(84f) Helium Bubble Coalescence in Plasma-Facing Tungsten

Predicting surface nanostructure formation on tungsten (W) under plasma exposure conditions is of utmost importance when tungsten is used as a plasma-facing component (PFC) in nuclear fusion devices. Subsurface helium (He) transport and He bubble dynamical processes, such as bubble coalescence and bubble bursting, play crucial roles in the near-surface structural evolution and surface morphological response of the PFC material as well as in refueling/recycling of fuel. However, in spite of its importance to the dynamical response of the PFC material, a fundamental understanding of the He bubble coalescence mechanism in PFC tungsten remains incomplete. To this end, here, we report the results of a systematic study of He bubble coalescence in PFC tungsten based on atomic-scale modeling and simulations. Our PFC tungsten models consist of He nanobubbles embedded in the tungsten matrix with bubble sizes and He density relevant to the conditions of plasma exposure in nuclear fusion devices. Based on molecular-statics (MS) and molecular-dynamics (MD) simulations, we explore the governing thermodynamics of bubble coalescence over a multi-dimensional parameter space, with parameters that include bubble size, bubble separation distance, bubble pressure, bubble growth rate, and bubble location (near the PFC surface or in the bulk material), and design targeted dynamical simulations to study the underlying kinetics and characterize the governing coalescence mechanisms.

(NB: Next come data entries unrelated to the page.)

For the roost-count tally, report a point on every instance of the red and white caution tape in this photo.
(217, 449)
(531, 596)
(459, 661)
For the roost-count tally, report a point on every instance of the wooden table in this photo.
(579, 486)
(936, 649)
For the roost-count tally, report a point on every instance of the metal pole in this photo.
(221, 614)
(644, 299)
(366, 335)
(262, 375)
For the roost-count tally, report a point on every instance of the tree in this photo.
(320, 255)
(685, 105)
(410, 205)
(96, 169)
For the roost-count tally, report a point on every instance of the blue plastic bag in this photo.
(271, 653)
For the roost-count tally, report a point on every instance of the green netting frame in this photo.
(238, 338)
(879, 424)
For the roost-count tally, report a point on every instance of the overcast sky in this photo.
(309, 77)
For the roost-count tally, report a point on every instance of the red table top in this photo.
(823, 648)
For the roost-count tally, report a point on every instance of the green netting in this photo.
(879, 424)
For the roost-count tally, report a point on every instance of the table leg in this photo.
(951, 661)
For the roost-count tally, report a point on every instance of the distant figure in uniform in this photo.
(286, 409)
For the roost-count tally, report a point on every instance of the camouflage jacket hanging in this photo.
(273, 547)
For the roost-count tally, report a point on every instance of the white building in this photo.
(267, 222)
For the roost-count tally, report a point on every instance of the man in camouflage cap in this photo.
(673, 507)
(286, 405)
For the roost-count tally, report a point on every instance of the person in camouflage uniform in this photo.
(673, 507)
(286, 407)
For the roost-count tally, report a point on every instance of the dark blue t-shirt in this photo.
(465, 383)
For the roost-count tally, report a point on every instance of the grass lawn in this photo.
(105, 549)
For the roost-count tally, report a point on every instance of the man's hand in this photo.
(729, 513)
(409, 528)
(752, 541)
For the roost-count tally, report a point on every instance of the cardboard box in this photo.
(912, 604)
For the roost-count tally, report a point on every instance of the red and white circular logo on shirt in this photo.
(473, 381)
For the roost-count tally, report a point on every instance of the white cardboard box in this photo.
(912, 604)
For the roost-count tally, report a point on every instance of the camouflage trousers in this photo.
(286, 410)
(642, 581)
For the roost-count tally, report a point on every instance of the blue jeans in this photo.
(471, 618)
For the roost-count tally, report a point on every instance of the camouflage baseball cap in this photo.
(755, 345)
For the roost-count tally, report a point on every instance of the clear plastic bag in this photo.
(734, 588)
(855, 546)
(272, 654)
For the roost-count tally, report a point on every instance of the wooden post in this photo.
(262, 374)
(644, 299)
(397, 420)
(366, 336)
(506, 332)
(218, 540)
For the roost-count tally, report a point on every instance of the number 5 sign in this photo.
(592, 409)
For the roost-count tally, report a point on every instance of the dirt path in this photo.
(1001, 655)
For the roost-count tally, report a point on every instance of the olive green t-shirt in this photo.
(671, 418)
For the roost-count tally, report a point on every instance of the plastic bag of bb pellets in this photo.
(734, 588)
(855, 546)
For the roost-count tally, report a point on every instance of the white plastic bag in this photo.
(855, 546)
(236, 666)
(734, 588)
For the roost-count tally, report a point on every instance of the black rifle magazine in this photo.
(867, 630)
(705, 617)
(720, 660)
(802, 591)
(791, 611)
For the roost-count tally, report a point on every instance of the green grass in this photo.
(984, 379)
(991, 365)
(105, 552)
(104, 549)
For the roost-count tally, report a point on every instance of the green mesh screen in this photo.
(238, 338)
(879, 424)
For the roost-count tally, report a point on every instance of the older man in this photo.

We find that the interaction energetics between two He bubbles in W can be described as an elastic interaction perturbation to a finite-width square-well potential. The width of the square-well potential has a direct correlation to the bubble pressure and corresponds to the capture radius of the two-bubble system, beyond which the bubbles interact strongly to facilitate their coalescence. In general, smaller bubbles tend to be captured by the larger bubbles due to the higher bubble pressure (He/Vacancy ratio) in the smaller bubbles. When the two bubbles are sufficiently close to each other, the defective W regions around the spherical bubble surfaces merge at the narrow W gap that separates the two He bubbles forming a defective region with a characteristic “peanut” or “dumbbell” shape. Furthermore, we find that when the W gap between the two He bubbles becomes sufficiently narrow (about one W atomic layer), the W atoms in that narrow layer are pushed away from each other to create a channel between the two bubbles, triggering the coalescence mechanism that allows He atoms to migrate/flow between the two bubbles through a stress-driven transport process. As the gap narrows, the local strain in the tungsten matrix drives the formation of Frenkel pairs to initiate the channel opening through formation of W vacancies with the corresponding self-interstitial atoms occupying sites near the channel. Moreover, we find that continuing He implantation into the bubbles increases the pressure of the post-coalescence bubble configuration, which causes emissions of ½<111> and <100> dislocation loops/segments from the bubble surface. When the two He bubbles are sufficiently large and far apart from each other (at a distance larger than the capture radius), dislocation emissions between the two bubbles cause a narrowing of the gap between them, thus accelerating the bubble coalescence mechanism.

These analyses advance our fundamental understanding of helium bubble coalescence in PFC tungsten and contribute to an atomistically derived database for further improving the predictive capabilities of coarse-grained models of near-surface structural evolution and surface morphological evolution of PFC tungsten under fusion reactor operating conditions.